Archive | 2019
Compressed Multiple Pattern Matching
Abstract
Given $d$ strings over the alphabet $\\{0,1,\\ldots,\\sigma{-}1\\}$, the classical Aho--Corasick data structure allows us to find all $occ$ occurrences of the strings in any text $T$ in $O(|T| + occ)$ time using $O(m\\log m)$ bits of space, where $m$ is the number of edges in the trie containing the strings. Fix any constant $\\varepsilon \\in (0, 2)$. We describe a compressed solution for the problem that, provided $\\sigma \\le m^\\delta$ for a constant $\\delta < 1$, works in $O(|T| \\frac{1}{\\varepsilon} \\log\\frac{1}{\\varepsilon} + occ)$ time, which is $O(|T| + occ)$ since $\\varepsilon$ is constant, and occupies $mH_k + 1.443 m + \\varepsilon m + O(d\\log\\frac{m}{d})$ bits of space, for all $0 \\le k \\le \\max\\{0,\\alpha\\log_\\sigma m - 2\\}$ simultaneously, where $\\alpha \\in (0,1)$ is an arbitrary constant and $H_k$ is the $k$th-order empirical entropy of the trie. Hence, we reduce the $3.443m$ term in the space bounds of previously best succinct solutions to $(1.443 + \\varepsilon)m$, thus solving an open problem posed by Belazzougui.

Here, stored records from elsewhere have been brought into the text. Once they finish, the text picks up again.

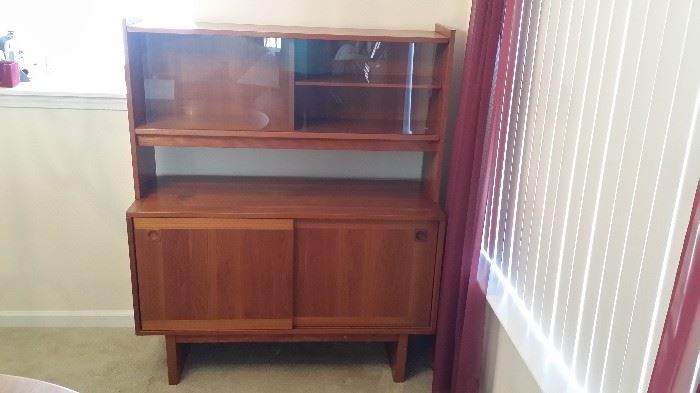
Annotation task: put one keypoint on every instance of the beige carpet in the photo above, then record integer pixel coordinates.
(115, 360)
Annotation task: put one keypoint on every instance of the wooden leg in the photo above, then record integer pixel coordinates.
(174, 354)
(397, 355)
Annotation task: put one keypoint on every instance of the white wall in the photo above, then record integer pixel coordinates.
(505, 370)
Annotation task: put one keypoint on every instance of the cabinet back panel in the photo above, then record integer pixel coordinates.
(216, 82)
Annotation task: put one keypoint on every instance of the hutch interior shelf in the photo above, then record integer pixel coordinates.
(231, 259)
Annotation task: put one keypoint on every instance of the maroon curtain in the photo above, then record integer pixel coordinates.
(458, 344)
(680, 341)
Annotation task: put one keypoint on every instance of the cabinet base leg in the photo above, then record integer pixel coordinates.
(397, 356)
(175, 359)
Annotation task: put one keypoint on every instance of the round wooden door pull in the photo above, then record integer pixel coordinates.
(154, 235)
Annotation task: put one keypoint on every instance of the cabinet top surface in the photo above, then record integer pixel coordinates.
(319, 33)
(212, 196)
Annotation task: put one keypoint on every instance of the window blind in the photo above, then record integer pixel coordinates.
(597, 157)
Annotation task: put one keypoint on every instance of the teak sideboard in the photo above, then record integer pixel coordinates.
(242, 259)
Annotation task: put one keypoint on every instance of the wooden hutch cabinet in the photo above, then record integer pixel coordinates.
(229, 259)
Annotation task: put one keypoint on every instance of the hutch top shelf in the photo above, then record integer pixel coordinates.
(228, 85)
(311, 33)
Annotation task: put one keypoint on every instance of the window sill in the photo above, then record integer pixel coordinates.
(55, 95)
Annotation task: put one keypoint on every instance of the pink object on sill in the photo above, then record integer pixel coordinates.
(9, 74)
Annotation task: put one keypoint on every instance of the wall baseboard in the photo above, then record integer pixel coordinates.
(74, 318)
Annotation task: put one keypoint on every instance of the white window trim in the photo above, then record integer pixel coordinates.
(55, 96)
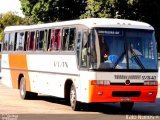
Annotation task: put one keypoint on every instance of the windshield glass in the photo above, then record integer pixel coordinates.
(125, 49)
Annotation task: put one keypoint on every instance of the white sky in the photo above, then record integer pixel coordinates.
(10, 5)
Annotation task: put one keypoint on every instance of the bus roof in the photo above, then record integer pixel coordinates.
(90, 23)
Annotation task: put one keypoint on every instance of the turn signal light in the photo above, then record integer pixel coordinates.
(100, 82)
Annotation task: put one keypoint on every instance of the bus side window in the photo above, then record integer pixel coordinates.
(78, 45)
(31, 40)
(20, 41)
(52, 40)
(45, 40)
(11, 42)
(6, 41)
(57, 39)
(84, 50)
(71, 45)
(25, 41)
(65, 39)
(49, 40)
(40, 40)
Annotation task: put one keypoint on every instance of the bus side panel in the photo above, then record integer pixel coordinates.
(6, 74)
(18, 65)
(118, 91)
(85, 77)
(48, 73)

Further, we notice that $L = \\log\\binom{\\sigma (m+1)}{m} - O(\\log(\\sigma m))$ is a worst-case space lower bound for any solution of the problem and, for $d = o(m)$ and constant $\\varepsilon$, our approach allows to achieve $L + \\varepsilon m$ bits of space, which gives an evidence that, for $d = o(m)$, the space of our data structure is theoretically optimal up to the $\\varepsilon m$ additive term and it is hardly possible to eliminate the term $1.443m$. In addition, we refine the space analysis of previous works by proposing a more appropriate definition for $H_k$. We also simplify the construction for practice adapting the fixed block compression boosting technique, then implement our data structure, and conduct a number of experiments showing that it is comparable to the state of the art in terms of time and is superior in space.